On 22.11.21 19:40, Shakeel Butt wrote:
> On Mon, Nov 22, 2021 at 12:32 AM David Hildenbrand <david@redhat.com> wrote:
>>
>> On 20.11.21 21:12, Shakeel Butt wrote:
>>> Many applications do sophisticated management of their heap memory for
>>> better performance but with low cost. We have a bunch of such
>>> applications running on our production and examples include caching and
>>> data storage services. These applications keep their hot data on the
>>> THPs for better performance and release the cold data through
>>> MADV_DONTNEED to keep the memory cost low.
>>>
>>> The kernel defers the split and release of THPs until there is memory
>>> pressure. This causes complicates the memory management of these
>>> sophisticated applications which then needs to look into low level
>>> kernel handling of THPs to better gauge their headroom for expansion.
>>
>> Can you elaborate a bit on that point? What exactly does such an
>> application do? I would have assumed that it's mostly transparent for
>> applications.
>>
> 
> The application monitors its cgroup usage to decide if it can expand
> the memory footprint or release some (unneeded/cold) buffer. It
> releases madvise(MADV_DONTNEED) to release the memory which basically
> puts the THP into defer list. These deferred THPs are still charged to
> the cgroup which leads to bloated usage read by the application and
> making wrong decisions. Internally we added a cgroup interface to
> trigger the split of deferred THPs for that cgroup but this is hacky
> and exposing kernel internals to users. I want to solve this problem
> in a more general way for the users.

Thanks for the details, that makes sense to me. It's essentially like
another kernel buffer charged to the process, only reclaimed on memory
reclaim.

(can we add that to the patch description?)

> 
>>> In
>>> addition these applications are very latency sensitive and would prefer
>>> to not face memory reclaim due to non-deterministic nature of reclaim.
>>
>> That makes sense.
>>
>>>
>>> This patch let such applications not worry about the low level handling
>>> of THPs in the kernel and splits the THPs synchronously on
>>> MADV_DONTNEED.
>>
>> The main user I'm concerned about is virtio-balloon, which ends up
>> discarding VM memory via MADV_DONTNEED when inflating the balloon in the
>> guest in 4k granularity, but also during "free page reporting"
>> continuously when e.g., a 2MiB page becomes free in the guest. We want
>> both activities to be fast, and especially during "free page reporting",
>> to defer any heavy work.
> 
> Thanks for the info. What is the source virtio-balloon used for free pages?

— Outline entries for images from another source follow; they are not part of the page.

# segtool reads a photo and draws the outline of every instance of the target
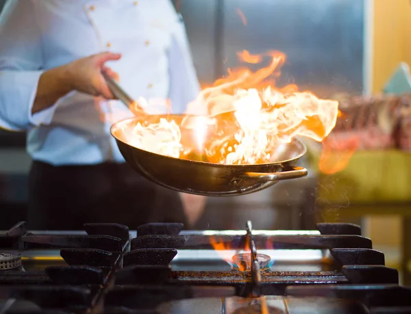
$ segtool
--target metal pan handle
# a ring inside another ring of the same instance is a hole
[[[120,100],[127,108],[136,115],[145,114],[144,109],[133,99],[119,83],[104,70],[101,74],[113,94]]]
[[[240,177],[259,181],[274,181],[277,180],[288,180],[306,176],[308,170],[303,167],[291,167],[290,170],[281,172],[245,172]]]

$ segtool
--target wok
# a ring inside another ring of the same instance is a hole
[[[167,157],[137,148],[127,143],[127,136],[140,122],[157,123],[161,118],[174,120],[181,125],[182,115],[147,116],[119,121],[110,129],[125,161],[151,181],[184,193],[207,196],[242,195],[262,190],[280,180],[301,178],[308,174],[303,168],[296,167],[306,152],[306,146],[297,139],[282,144],[271,152],[269,163],[223,165],[198,160]],[[191,116],[196,119],[202,117]],[[194,145],[195,130],[181,127],[184,147]]]

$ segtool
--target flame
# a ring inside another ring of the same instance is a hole
[[[203,127],[195,132],[198,133],[198,149],[206,160],[223,164],[267,163],[279,144],[296,136],[321,142],[328,135],[340,114],[338,103],[319,99],[310,92],[298,92],[295,84],[275,87],[286,61],[284,53],[253,55],[243,51],[238,56],[246,64],[268,60],[269,64],[256,72],[246,67],[229,69],[227,77],[203,89],[188,105],[187,114],[204,116]],[[189,124],[190,119],[183,121]],[[165,120],[148,126],[138,125],[132,144],[183,158],[188,153],[180,144],[179,127],[187,126]]]
[[[242,25],[244,26],[247,26],[247,18],[245,17],[245,14],[243,13],[243,12],[241,11],[241,9],[237,8],[236,12],[237,12],[238,16],[240,16],[240,18],[241,18],[241,22],[242,23]]]
[[[238,253],[251,254],[249,238],[248,237],[245,237],[245,245],[242,249],[232,248],[229,242],[225,243],[220,241],[217,236],[210,236],[210,244],[214,250],[218,252],[220,257],[231,266],[234,265],[233,261],[233,256],[234,254]],[[236,266],[241,272],[246,270],[245,267],[242,265],[236,265]]]

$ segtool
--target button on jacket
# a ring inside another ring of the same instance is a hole
[[[150,113],[184,113],[199,86],[186,30],[169,0],[9,0],[0,16],[0,127],[27,130],[27,151],[54,166],[123,162],[110,127],[130,116],[117,101],[73,91],[31,114],[42,73],[103,51]]]

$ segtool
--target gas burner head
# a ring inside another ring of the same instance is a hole
[[[248,306],[237,309],[233,312],[233,314],[261,314],[262,313],[267,314],[286,314],[281,309],[268,307],[262,309],[261,305],[258,303],[251,304]]]
[[[21,254],[16,252],[0,252],[0,271],[21,267]]]
[[[232,257],[232,268],[240,272],[249,272],[251,270],[251,253],[236,254]],[[271,258],[265,254],[257,254],[257,261],[260,264],[261,272],[269,270],[271,267]]]

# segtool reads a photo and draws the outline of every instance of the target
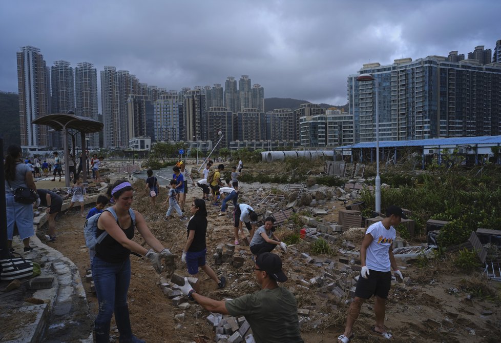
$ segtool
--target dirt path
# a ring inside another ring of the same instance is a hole
[[[265,186],[265,185],[263,185]],[[199,195],[198,190],[196,195]],[[189,205],[193,193],[188,194],[186,204]],[[174,219],[165,223],[162,219],[165,208],[157,201],[156,208],[148,203],[144,191],[139,190],[133,207],[143,214],[154,234],[173,252],[180,252],[185,240],[185,223]],[[160,200],[165,199],[162,193]],[[229,265],[214,266],[211,256],[216,246],[221,243],[232,241],[232,223],[228,218],[218,217],[219,209],[208,205],[210,226],[207,230],[207,263],[217,274],[224,273],[227,286],[222,291],[203,274],[200,274],[201,292],[221,299],[236,297],[243,294],[256,291],[259,287],[253,280],[250,260],[243,267],[236,269]],[[329,204],[340,206],[337,203]],[[188,207],[186,207],[187,208]],[[86,212],[89,209],[86,208]],[[89,268],[88,253],[85,246],[82,228],[85,219],[79,212],[74,211],[70,216],[60,216],[57,219],[57,240],[48,244],[71,258],[77,266],[82,279],[86,270]],[[141,238],[136,238],[142,243]],[[237,247],[240,249],[248,249]],[[302,248],[301,248],[302,249]],[[281,254],[284,260],[284,269],[293,275],[301,275],[305,279],[318,275],[320,269],[311,265],[307,266],[299,257],[290,253]],[[329,256],[336,258],[336,254]],[[171,305],[171,301],[162,293],[158,285],[162,278],[158,275],[148,261],[131,256],[132,277],[129,292],[129,301],[133,331],[147,342],[205,341],[197,337],[208,337],[211,341],[214,333],[206,324],[207,311],[193,303],[185,311],[184,320],[178,321],[174,317],[183,313],[177,307]],[[399,264],[404,265],[405,264]],[[178,268],[185,271],[180,262]],[[479,300],[471,289],[463,290],[462,280],[475,277],[453,270],[437,268],[419,269],[413,267],[403,271],[404,276],[410,276],[413,283],[393,285],[390,291],[386,313],[386,324],[393,333],[396,342],[499,342],[501,337],[501,311],[492,301]],[[247,282],[248,281],[248,282]],[[430,283],[431,281],[431,283]],[[295,289],[299,280],[290,277],[284,286]],[[490,284],[492,287],[492,282]],[[84,281],[91,311],[97,311],[97,298],[90,292],[90,284]],[[457,292],[449,291],[456,288]],[[468,294],[473,294],[468,299]],[[310,288],[304,294],[297,292],[298,304],[303,308],[316,309],[315,312],[325,314],[312,317],[303,327],[302,335],[307,343],[335,342],[342,332],[347,305],[345,299],[330,298],[326,305],[325,300],[316,296],[314,289]],[[478,294],[476,294],[478,295]],[[497,304],[498,305],[498,302]],[[373,326],[373,302],[367,301],[355,327],[355,338],[352,342],[372,342],[383,340],[371,331]],[[327,328],[326,328],[327,327]],[[118,335],[118,334],[115,334]]]

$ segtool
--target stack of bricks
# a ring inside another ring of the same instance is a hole
[[[240,252],[242,252],[242,251]],[[216,253],[213,256],[215,265],[221,265],[226,262],[238,268],[242,267],[245,262],[244,256],[235,255],[235,245],[227,243],[224,245],[220,244],[216,247]]]
[[[254,343],[251,325],[245,317],[233,317],[211,312],[207,322],[214,327],[218,343]]]

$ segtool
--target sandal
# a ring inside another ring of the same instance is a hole
[[[343,343],[348,343],[349,341],[351,340],[351,339],[353,337],[353,334],[351,334],[351,335],[349,337],[346,337],[344,335],[340,335],[339,337],[338,337],[338,341],[339,341],[340,340]]]
[[[385,330],[384,332],[379,332],[379,331],[376,331],[375,328],[376,327],[375,326],[372,327],[372,331],[375,332],[377,334],[379,334],[380,335],[382,336],[383,338],[384,338],[385,339],[391,339],[391,338],[393,338],[393,335],[392,335],[388,331]]]

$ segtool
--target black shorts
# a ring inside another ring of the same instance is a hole
[[[379,272],[369,269],[367,278],[364,279],[362,275],[359,277],[355,296],[368,299],[372,295],[377,295],[386,299],[388,297],[391,284],[391,272]]]
[[[233,212],[233,220],[235,221],[234,226],[235,228],[238,228],[240,224],[240,214],[241,214],[242,211],[240,210],[240,207],[237,205]],[[243,224],[245,224],[245,227],[247,228],[247,231],[250,232],[251,230],[252,230],[252,225],[251,224],[251,222],[244,221]]]
[[[62,198],[59,197],[57,199],[53,199],[50,204],[50,213],[56,213],[61,212],[61,208],[62,206]]]

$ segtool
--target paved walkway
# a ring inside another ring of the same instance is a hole
[[[97,195],[86,204],[95,203]],[[68,206],[63,204],[62,210]],[[35,231],[47,221],[45,212],[34,219]],[[9,343],[62,343],[93,341],[94,318],[91,315],[78,268],[59,251],[43,243],[35,235],[34,249],[23,257],[32,258],[41,267],[38,277],[53,278],[46,289],[30,289],[31,279],[22,279],[20,286],[5,291],[8,281],[0,282],[0,341]],[[12,247],[23,251],[23,244],[15,237]]]

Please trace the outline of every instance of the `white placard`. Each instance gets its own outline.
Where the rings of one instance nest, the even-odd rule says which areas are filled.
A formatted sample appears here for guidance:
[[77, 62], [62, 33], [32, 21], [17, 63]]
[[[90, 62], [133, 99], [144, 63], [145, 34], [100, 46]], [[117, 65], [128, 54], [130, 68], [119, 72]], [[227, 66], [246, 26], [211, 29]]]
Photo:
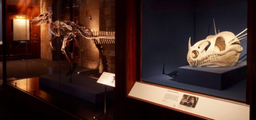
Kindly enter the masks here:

So inside the guest (driver/virtio/virtio_balloon.c), we can see:

1. Balloon inflation. We essentially allocate a 4k page and send the PFN
to the hypervisor. The hypervisor will MADV_DONTNEED that memory.

2. Free page reporting. We pull some free higher-order (e.g., 2 MB on
x86-64) pages from the page allocator and report the PFNs to the
hypervisor. The hypervisor will MADV_DONTNEED the regions. Once
reported, we putback the free pages to the free page list in the page
allocator, from where it can be re-allocated eventually immediately.

On some archs (especially aarch64), we can see free page reporting
report sub-THP granularity. But usually we're dealing with THP granularity.

> 
>>
>> Do we have a performance evaluation how much overhead is added e.g., for
>> a single 4k MADV_DONTNEED call on a THP or on a MADV_DONTNEED call that
>> covers the whole THP?
> 
> I did a simple benchmark of madvise(MADV_DONTNEED) on 10000 THPs on
> x86 for both settings you suggested. I don't see any statistically
> significant difference with and without the patch. Let me know if you
> want me to try something else.

Awesome, thanks for benchmarking. I did not check, but I assume on
re-access, we won't actually re-use pages from the underlying, partially
unmapped, THP, correct? So after MADV_DONTNEED, the zapped sub-pages are
essentially lost until reclaimed by splitting the THP? If they could get
reused, there would be value in the deferred split when partially
unmapping a THP.


I do wonder which purpose the deferred split serves nowadays at all.
Fortunately, there is documentation: Documentation/vm/transhuge.rst:

"
Unmapping part of THP (with munmap() or other way) is not going to free
memory immediately. Instead, we detect that a subpage of THP is not in
use in page_remove_rmap() and queue the THP for splitting if memory
pressure comes. Splitting will free up unused subpages.

Splitting the page right away is not an option due to locking context in
the place where we can detect partial unmap. It also might be
counterproductive since in many cases partial unmap happens during
exit(2) if a THP crosses a VMA boundary.

The function deferred_split_huge_page() is used to queue a page for
splitting. The splitting itself will happen when we get memory pressure
via shrinker interface.
"

I do wonder which these locking contexts are exactly, and if we could
also do the same thing on ordinary munmap -- because I assume it can be
similarly problematic for some applications. The "exit()" case might
indeed be interesting, but I really do wonder if this is even observable
in actual number: I'm not so sure about the "many cases" but I might be
wrong, of course.

-- 
Thanks,

David / dhildenb